Case presentation: 83-year-old Hispanic female with a history of dementia and coronary artery disease on Plavix and aspirin was brought to the Emergency room after an episode of ground level fall and confusion, history was also significant for a week history of shortness of breath with non-productive cough. Examination findings were unremarkable. Initial laboratory findings were significant for a positive nasopharyngeal COVID-19 PCR test. On further evaluation it was noted that the patient had an ST elevation on the lateral leads and an elevated high sensitivity troponin (hs-cTn) of 0.32. Patient was immediately taken to the Cath-lab for a left and right coronary angiography which showed non-obstructive coronary artery disease and a left ventricular ejection fraction of 40-45%. A diagnosis of Takatsubo cardiomyopathy was made. Patient was started on Aspirin, ACE/ARB, Betablockers, high intensity statin.
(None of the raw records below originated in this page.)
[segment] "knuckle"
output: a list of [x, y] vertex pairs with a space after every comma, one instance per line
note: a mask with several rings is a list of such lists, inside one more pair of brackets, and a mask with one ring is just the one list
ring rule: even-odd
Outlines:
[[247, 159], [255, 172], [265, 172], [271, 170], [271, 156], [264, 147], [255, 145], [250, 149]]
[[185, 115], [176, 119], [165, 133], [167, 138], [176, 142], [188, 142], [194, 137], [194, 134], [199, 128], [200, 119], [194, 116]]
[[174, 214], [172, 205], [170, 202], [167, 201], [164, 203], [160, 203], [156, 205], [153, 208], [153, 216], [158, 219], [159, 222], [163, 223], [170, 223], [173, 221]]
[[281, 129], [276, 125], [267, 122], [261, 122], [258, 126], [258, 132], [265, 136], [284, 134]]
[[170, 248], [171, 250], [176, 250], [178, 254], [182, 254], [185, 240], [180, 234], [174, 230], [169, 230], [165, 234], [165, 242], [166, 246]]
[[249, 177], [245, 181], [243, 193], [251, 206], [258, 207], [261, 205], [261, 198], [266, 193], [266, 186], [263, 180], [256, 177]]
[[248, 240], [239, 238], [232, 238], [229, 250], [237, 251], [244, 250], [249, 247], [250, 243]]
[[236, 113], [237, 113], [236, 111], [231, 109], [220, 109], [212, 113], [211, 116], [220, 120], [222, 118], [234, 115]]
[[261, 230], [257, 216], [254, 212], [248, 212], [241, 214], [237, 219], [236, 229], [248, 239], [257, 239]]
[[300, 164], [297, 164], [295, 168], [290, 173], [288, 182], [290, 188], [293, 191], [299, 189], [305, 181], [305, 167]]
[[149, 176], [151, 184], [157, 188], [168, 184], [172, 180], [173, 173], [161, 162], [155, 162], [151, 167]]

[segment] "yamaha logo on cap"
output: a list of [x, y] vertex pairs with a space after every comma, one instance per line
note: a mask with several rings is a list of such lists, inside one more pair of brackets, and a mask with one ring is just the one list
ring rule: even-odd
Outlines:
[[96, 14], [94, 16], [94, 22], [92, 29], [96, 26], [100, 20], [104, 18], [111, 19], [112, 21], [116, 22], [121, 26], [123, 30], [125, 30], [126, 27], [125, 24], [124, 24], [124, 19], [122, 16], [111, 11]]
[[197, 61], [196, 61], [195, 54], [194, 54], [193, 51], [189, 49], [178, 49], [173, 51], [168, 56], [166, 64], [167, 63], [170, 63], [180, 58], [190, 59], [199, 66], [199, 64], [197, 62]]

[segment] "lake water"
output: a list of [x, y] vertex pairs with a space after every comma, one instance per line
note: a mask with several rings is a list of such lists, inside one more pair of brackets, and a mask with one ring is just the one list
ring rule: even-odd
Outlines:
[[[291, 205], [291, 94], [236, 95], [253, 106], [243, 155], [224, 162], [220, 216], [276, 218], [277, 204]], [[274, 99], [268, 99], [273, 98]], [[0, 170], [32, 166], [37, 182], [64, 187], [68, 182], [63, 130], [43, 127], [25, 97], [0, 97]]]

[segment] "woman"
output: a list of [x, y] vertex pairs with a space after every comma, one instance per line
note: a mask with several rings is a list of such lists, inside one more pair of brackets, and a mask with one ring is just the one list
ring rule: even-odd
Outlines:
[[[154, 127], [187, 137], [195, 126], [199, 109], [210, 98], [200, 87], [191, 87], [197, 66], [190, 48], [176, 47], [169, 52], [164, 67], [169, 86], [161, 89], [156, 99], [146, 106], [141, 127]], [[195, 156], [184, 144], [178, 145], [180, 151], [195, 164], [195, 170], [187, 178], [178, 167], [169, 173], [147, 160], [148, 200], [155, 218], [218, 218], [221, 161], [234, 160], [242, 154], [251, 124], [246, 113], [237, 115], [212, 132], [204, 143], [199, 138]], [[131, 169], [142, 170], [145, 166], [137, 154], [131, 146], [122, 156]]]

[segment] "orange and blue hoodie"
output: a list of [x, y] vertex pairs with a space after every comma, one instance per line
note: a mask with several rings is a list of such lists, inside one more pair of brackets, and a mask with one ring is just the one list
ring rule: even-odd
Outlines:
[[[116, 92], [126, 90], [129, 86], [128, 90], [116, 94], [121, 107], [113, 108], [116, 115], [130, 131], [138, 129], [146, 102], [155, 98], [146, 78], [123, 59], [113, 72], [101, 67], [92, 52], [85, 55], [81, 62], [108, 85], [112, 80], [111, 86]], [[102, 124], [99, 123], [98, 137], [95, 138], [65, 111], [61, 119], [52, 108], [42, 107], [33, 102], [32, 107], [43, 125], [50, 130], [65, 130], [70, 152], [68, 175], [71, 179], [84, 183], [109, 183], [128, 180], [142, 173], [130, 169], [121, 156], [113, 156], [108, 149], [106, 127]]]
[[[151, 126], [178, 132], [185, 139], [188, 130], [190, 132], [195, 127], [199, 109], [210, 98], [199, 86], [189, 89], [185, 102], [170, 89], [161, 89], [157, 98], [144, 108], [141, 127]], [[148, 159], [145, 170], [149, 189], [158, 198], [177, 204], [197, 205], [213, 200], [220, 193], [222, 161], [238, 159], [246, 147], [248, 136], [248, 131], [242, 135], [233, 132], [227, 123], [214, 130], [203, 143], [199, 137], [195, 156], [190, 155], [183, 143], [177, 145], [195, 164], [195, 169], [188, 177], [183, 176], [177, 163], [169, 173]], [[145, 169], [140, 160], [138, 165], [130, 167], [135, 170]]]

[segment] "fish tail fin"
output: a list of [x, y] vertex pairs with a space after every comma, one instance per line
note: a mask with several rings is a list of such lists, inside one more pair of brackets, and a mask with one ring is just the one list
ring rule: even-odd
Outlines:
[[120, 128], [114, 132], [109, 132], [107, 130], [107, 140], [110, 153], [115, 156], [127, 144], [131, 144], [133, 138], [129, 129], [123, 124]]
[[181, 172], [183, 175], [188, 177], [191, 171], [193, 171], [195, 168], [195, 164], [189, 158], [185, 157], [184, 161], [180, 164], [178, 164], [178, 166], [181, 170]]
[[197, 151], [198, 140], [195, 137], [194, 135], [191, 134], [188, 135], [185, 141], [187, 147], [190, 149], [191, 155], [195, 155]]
Conclusion: We know COVID-19 warrants anticoagulation due to its hypercoagulable state. With the current prevalence of TTS in COVID-19, it would be worthwhile to assess whether elderly patients with an acute coronary syndrome presentation could benefit from non-invasive investigations and medical management rather than undergoing an invasive coronary catheterization.